The omnivoice/realtime package provides native voice-to-voice capabilities via the OpenAI Realtime API.

Overview

OpenAI Realtime API enables:

  • Ultra-low latency - ~100ms voice-to-voice response time
  • Native audio - No separate STT/TTS, model handles audio directly
  • Function calling - Execute tools during conversation
  • Turn detection - Automatic voice activity detection (VAD)

Quick Start

import (
    "context"
    "os"

    "github.com/plexusone/omni-openai/omnivoice/realtime"
)

func main() {
    ctx := context.Background()

    // Create provider
    provider := realtime.NewProvider(os.Getenv("OPENAI_API_KEY"),
        realtime.WithVoice("alloy"),
        realtime.WithInstructions("You are a helpful assistant."),
    )

    // Create audio input channel
    audioIn := make(chan []byte, 100)

    // Start streaming
    audioCh, transcriptCh, err := provider.ProcessAudioStream(ctx, audioIn, realtime.ProcessConfig{})
    if err != nil {
        log.Fatal(err)
    }

    // Send audio from microphone (PCM16 24kHz mono)
    go streamMicrophoneAudio(audioIn)

    // Process responses
    for {
        select {
        case audio, ok := <-audioCh:
            if !ok {
                return
            }
            if len(audio.Audio) > 0 {
                playAudio(audio.Audio) // PCM16 24kHz mono
            }
            if audio.IsFinal {
                log.Println("Turn complete")
            }

        case transcript, ok := <-transcriptCh:
            if !ok {
                return
            }
            if transcript.IsInput {
                log.Printf("User: %s", transcript.Text)
            } else {
                log.Printf("Assistant: %s", transcript.Text)
            }
        }
    }
}

Registry Integration

Added in v0.4.0

Use the omnivoice-core registry for automatic provider discovery:

import (
    omnivoice "github.com/plexusone/omnivoice-core"
    "github.com/plexusone/omnivoice-core/registry"
    _ "github.com/plexusone/omni-openai/omnivoice/realtime" // Auto-register
)

// Get realtime provider via registry
provider, err := omnivoice.GetRealtimeProvider("openai",
    registry.WithAPIKey(os.Getenv("OPENAI_API_KEY")),
    registry.WithModel("gpt-4o-realtime-preview-2024-12-17"),
    registry.WithVoice("alloy"),
    registry.WithInstructions("You are a helpful assistant."),
)
if err != nil {
    log.Fatal(err)
}

// Process audio streams
audioCh, transcriptCh, err := provider.ProcessAudioStream(ctx, audioIn, nil)

Type-Safe Registry Options

Provider-specific options for OpenAI Realtime configuration:

import "github.com/plexusone/omni-openai/omnivoice/realtime"

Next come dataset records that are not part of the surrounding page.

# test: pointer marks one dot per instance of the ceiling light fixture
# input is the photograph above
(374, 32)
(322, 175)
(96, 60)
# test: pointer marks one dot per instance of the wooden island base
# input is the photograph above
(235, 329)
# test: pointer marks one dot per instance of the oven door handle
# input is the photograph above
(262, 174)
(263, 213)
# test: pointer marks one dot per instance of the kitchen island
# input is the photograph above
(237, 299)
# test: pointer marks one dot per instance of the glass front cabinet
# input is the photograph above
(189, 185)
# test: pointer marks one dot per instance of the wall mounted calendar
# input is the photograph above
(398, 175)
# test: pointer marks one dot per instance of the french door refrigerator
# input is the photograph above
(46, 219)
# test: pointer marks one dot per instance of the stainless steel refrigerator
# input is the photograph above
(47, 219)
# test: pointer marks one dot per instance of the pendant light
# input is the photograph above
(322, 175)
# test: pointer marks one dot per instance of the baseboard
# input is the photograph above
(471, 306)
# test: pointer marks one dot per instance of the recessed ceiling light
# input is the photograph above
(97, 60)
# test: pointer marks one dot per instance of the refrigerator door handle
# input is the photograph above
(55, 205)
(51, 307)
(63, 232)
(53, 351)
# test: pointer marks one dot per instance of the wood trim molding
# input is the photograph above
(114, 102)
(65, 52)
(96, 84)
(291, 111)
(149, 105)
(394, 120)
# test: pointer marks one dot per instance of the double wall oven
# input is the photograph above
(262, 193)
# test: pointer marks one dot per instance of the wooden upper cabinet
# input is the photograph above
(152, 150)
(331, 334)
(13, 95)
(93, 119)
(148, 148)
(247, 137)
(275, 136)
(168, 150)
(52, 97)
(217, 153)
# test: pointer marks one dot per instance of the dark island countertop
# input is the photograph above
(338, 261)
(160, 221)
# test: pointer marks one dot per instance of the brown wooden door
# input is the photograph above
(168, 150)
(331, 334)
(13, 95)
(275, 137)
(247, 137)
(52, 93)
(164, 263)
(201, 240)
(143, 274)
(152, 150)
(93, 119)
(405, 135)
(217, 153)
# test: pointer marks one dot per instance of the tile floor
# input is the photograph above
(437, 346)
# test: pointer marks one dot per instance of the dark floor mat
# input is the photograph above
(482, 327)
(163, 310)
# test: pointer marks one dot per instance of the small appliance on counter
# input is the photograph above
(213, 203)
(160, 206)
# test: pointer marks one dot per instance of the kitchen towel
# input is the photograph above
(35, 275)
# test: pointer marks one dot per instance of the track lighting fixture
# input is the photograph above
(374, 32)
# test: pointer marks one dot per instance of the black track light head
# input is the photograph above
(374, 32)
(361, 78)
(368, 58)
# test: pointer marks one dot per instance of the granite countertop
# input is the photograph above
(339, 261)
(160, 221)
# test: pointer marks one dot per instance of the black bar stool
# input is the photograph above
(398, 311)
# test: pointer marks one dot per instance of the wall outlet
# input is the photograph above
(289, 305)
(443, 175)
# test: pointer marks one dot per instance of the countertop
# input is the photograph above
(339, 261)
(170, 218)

provider, err := omnivoice.GetRealtimeProvider("openai",
    registry.WithAPIKey(os.Getenv("OPENAI_API_KEY")),
    // Type-safe OpenAI-specific options
    realtime.WithRegistryTools(tools),
    realtime.WithRegistryTurnDetection(turnDetectionConfig),
    realtime.WithRegistryInputAudioFormat("pcm16"),
    realtime.WithRegistryOutputAudioFormat("pcm16"),
    realtime.WithRegistryModalities([]string{"text", "audio"}),
    realtime.WithRegistryTemperature(0.8),
    realtime.WithRegistryMaxResponseOutputTokens(4096),
)

Accessing Underlying Provider

Access the underlying OpenAI provider for full API access:

wrapper := provider.(*realtime.RealtimeWrapper)
openaiProvider := wrapper.Provider()

// Use OpenAI-specific methods

Configuration

Provider Options

provider := realtime.NewProvider(apiKey,
    // Voice selection
    realtime.WithVoice("nova"),

    // System instructions
    realtime.WithInstructions("You are a customer service agent."),

    // Model selection (default: gpt-4o-realtime-preview)
    realtime.WithModel("gpt-4o-realtime-preview-2024-12-17"),

    // Response modalities
    realtime.WithModalities("text", "audio"),

    // Turn detection mode
    realtime.WithTurnDetection(realtime.TurnDetectionServerVAD),

    // Function tools
    realtime.WithTools(
        realtime.Tool{
            Type: "function",
            Name: "get_weather",
            Description: "Get current weather",
            Parameters: map[string]any{
                "type": "object",
                "properties": map[string]any{
                    "location": map[string]any{"type": "string"},
                },
            },
        },
    ),
)

Available Voices

Voice Description
alloy Neutral, balanced
ash Warm, engaging
ballad Melodic, expressive
coral Clear, articulate
echo Smooth, natural
fable Storytelling, dramatic
nova Bright, energetic
onyx Deep, resonant
sage Calm, wise
shimmer Light, cheerful
verse Poetic, rhythmic

Audio Format

Input Audio

  • Format: PCM16 (signed 16-bit little-endian)
  • Sample Rate: 24kHz
  • Channels: Mono
  • Chunk Size: Recommended 20-100ms chunks

Output Audio

  • Format: PCM16 (signed 16-bit little-endian)
  • Sample Rate: 24kHz
  • Channels: Mono

Function Calling

Handle function calls during the conversation:

config := realtime.ProcessConfig{
    Tools: []realtime.Tool{
        {
            Type:        "function",
            Name:        "lookup_order",
            Description: "Look up an order by ID",
            Parameters: map[string]any{
                "type": "object",
                "properties": map[string]any{
                    "order_id": map[string]any{"type": "string"},
                },
                "required": []string{"order_id"},
            },
        },
    },
    OnFunctionCall: func(name, arguments string) (string, error) {
        switch name {
        case "lookup_order":
            var args struct {
                OrderID string `json:"order_id"`
            }
            json.Unmarshal([]byte(arguments), &args)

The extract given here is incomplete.